Three larger-than-life bread sculptures called ‘Heroes of Levitation’ were exhibited during the 2011 Venice biennale as a part of an exhibition called ‘Modernikon’. However, Kuzkin, dissatisfied with the “commercialization” of his preferred medium, once brought bread bas-reliefs of 100-dollar notes instead of the human figurines, popular with the collectors, to Moscow’s Open Gallery, which represented him at the time. (The astonished gallery owner, Natalia Tamruchi, paid for the works in actual dollars. Kuzkin later proclaimed this exchange was a perfomance, called ‘Money for Bread’).
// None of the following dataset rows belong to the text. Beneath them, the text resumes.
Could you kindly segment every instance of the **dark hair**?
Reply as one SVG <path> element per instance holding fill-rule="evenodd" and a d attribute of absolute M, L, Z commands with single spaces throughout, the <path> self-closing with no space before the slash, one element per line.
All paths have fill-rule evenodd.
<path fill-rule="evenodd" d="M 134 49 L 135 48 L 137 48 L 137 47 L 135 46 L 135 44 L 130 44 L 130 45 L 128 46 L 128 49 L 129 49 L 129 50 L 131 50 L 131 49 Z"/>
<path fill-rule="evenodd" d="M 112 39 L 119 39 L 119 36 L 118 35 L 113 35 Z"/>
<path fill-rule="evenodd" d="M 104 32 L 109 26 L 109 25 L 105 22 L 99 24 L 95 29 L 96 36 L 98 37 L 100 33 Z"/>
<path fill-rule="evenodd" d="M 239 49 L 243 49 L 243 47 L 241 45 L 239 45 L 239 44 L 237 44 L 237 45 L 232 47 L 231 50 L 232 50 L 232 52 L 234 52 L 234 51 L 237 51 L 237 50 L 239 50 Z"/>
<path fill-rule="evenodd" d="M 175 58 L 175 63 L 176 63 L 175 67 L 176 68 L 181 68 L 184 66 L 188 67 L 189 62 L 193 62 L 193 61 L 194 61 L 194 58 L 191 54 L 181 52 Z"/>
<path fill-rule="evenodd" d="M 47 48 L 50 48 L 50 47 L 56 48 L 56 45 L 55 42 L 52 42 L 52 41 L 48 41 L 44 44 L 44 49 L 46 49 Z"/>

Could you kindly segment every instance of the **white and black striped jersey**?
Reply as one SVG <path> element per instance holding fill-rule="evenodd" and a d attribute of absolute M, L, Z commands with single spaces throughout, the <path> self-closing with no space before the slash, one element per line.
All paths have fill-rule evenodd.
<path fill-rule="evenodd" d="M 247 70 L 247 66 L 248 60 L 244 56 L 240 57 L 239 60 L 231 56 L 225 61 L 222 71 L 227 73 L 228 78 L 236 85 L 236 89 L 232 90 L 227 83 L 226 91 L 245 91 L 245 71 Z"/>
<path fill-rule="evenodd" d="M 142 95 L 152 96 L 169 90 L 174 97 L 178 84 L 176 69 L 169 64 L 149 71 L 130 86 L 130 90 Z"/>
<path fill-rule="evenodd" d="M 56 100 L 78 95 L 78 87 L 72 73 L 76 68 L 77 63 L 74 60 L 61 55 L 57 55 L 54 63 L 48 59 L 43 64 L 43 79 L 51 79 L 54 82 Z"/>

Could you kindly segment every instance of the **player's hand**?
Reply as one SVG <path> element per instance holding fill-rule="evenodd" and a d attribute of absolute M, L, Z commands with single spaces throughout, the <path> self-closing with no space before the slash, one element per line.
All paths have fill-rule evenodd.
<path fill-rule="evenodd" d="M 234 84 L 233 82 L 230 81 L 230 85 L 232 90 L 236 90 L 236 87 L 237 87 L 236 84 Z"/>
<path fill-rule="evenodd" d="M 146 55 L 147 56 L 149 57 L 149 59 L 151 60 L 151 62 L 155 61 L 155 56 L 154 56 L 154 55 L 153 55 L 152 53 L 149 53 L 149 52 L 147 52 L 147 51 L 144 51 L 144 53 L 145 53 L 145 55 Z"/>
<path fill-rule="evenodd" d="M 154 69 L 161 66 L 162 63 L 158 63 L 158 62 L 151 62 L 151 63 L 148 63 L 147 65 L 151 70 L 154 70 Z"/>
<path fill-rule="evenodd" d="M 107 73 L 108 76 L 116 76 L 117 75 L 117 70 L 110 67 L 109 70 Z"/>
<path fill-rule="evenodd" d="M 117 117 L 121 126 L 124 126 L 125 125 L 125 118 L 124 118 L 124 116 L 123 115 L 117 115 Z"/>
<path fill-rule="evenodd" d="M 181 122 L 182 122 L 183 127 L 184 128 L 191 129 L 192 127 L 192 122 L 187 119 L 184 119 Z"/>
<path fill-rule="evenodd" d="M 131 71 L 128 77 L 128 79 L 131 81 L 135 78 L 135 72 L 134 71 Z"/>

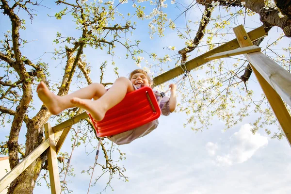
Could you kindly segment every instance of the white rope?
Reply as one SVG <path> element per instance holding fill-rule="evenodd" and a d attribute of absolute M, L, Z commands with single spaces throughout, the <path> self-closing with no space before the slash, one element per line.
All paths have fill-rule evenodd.
<path fill-rule="evenodd" d="M 90 179 L 90 183 L 89 183 L 89 188 L 88 188 L 88 192 L 87 194 L 89 194 L 89 192 L 90 191 L 90 187 L 91 186 L 91 183 L 92 181 L 92 178 L 93 177 L 93 173 L 94 173 L 94 169 L 95 169 L 95 166 L 96 166 L 96 164 L 97 164 L 97 160 L 98 160 L 98 156 L 99 156 L 99 147 L 100 147 L 100 144 L 101 143 L 101 138 L 99 139 L 99 142 L 98 143 L 98 147 L 97 147 L 97 151 L 96 151 L 96 156 L 95 157 L 95 163 L 94 163 L 94 165 L 93 166 L 93 169 L 92 170 L 92 174 L 91 175 L 91 178 Z"/>
<path fill-rule="evenodd" d="M 181 66 L 181 65 L 180 65 L 180 66 Z M 181 68 L 182 68 L 182 67 L 181 67 Z M 186 68 L 186 66 L 185 66 L 185 68 Z M 182 69 L 183 69 L 183 68 L 182 68 Z M 185 79 L 186 79 L 186 78 L 187 78 L 187 75 L 190 72 L 189 71 L 187 71 L 187 70 L 185 70 L 184 71 L 185 71 L 185 73 L 183 75 L 183 77 L 181 78 L 180 78 L 180 80 L 179 80 L 177 81 L 176 81 L 176 82 L 175 83 L 177 86 L 180 83 L 181 83 L 182 81 L 185 80 Z M 164 96 L 164 95 L 166 93 L 167 93 L 168 92 L 169 92 L 169 91 L 170 91 L 170 89 L 168 89 L 165 92 L 161 93 L 161 94 L 162 93 L 163 93 L 163 95 Z M 162 101 L 162 97 L 163 97 L 161 94 L 160 94 L 160 96 L 161 97 L 160 98 L 160 99 L 159 100 L 159 102 L 158 102 L 159 103 L 159 105 L 160 105 L 160 104 L 161 103 L 161 102 Z"/>
<path fill-rule="evenodd" d="M 72 156 L 73 155 L 73 152 L 74 151 L 74 149 L 76 146 L 76 143 L 77 142 L 77 137 L 78 137 L 78 134 L 80 130 L 80 126 L 78 126 L 78 130 L 77 131 L 77 133 L 76 133 L 76 138 L 75 138 L 75 142 L 74 142 L 74 145 L 73 146 L 73 147 L 72 148 L 72 151 L 71 152 L 71 155 L 70 155 L 70 158 L 68 159 L 68 162 L 67 162 L 67 166 L 65 170 L 65 178 L 64 178 L 64 180 L 63 181 L 63 185 L 62 185 L 62 189 L 61 189 L 61 193 L 60 194 L 62 194 L 62 192 L 63 191 L 63 189 L 64 188 L 64 186 L 65 186 L 65 178 L 66 177 L 67 173 L 69 170 L 69 167 L 70 166 L 70 163 L 71 162 L 71 159 L 72 159 Z"/>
Yet, he has never abandoned the technique he liked so well. In 2019, he unveiled an installation consisting of over 1,000 bread figurines of naked supplicants, praying on their knees. It took over two years to finish. Complemented by four life-sized human heads on which the artist’s own blood had been spattered the project was conceived as a homage to Russia’s the tragic history. Yet, it can also be viewed as an eerie, but compassionate, portrait of mankind in general. Shown for the first time at the Moscow Biennale in 2019, it will be displayed again during the Garage Triennial, which was once scheduled to open in June, but has been postponed because of the coronavirus epidemic. In the meantime, Kuzkin’s magnum opus acquires new connotations. The work, called ‘Prayers and Heroes’ consists of three walls filled with numerous figurines, each one painfully alone and isolated in its own box. For sure, it will strike its post-epidemic audience as a poignant metaphor of the world in lockdown. The artist was going to open a big exhibition called ‘Deliverance’, which would have included this work, as well as smaller bread sculptures. These plans were shattered by the coronavirus crisis. “I wanted to stage it in a big excavated hole in the ground and invite visitors down there,” he explains. “After the exhibition was finished, I wanted the hole to be filled with soil, covered with asphalt and turned into a parking lot. Because history, however tragic it may be, is something we have to finally leave behind, if we want to live.” 

The project sounds gloomy, yet the message behind it is surprisingly hopeful!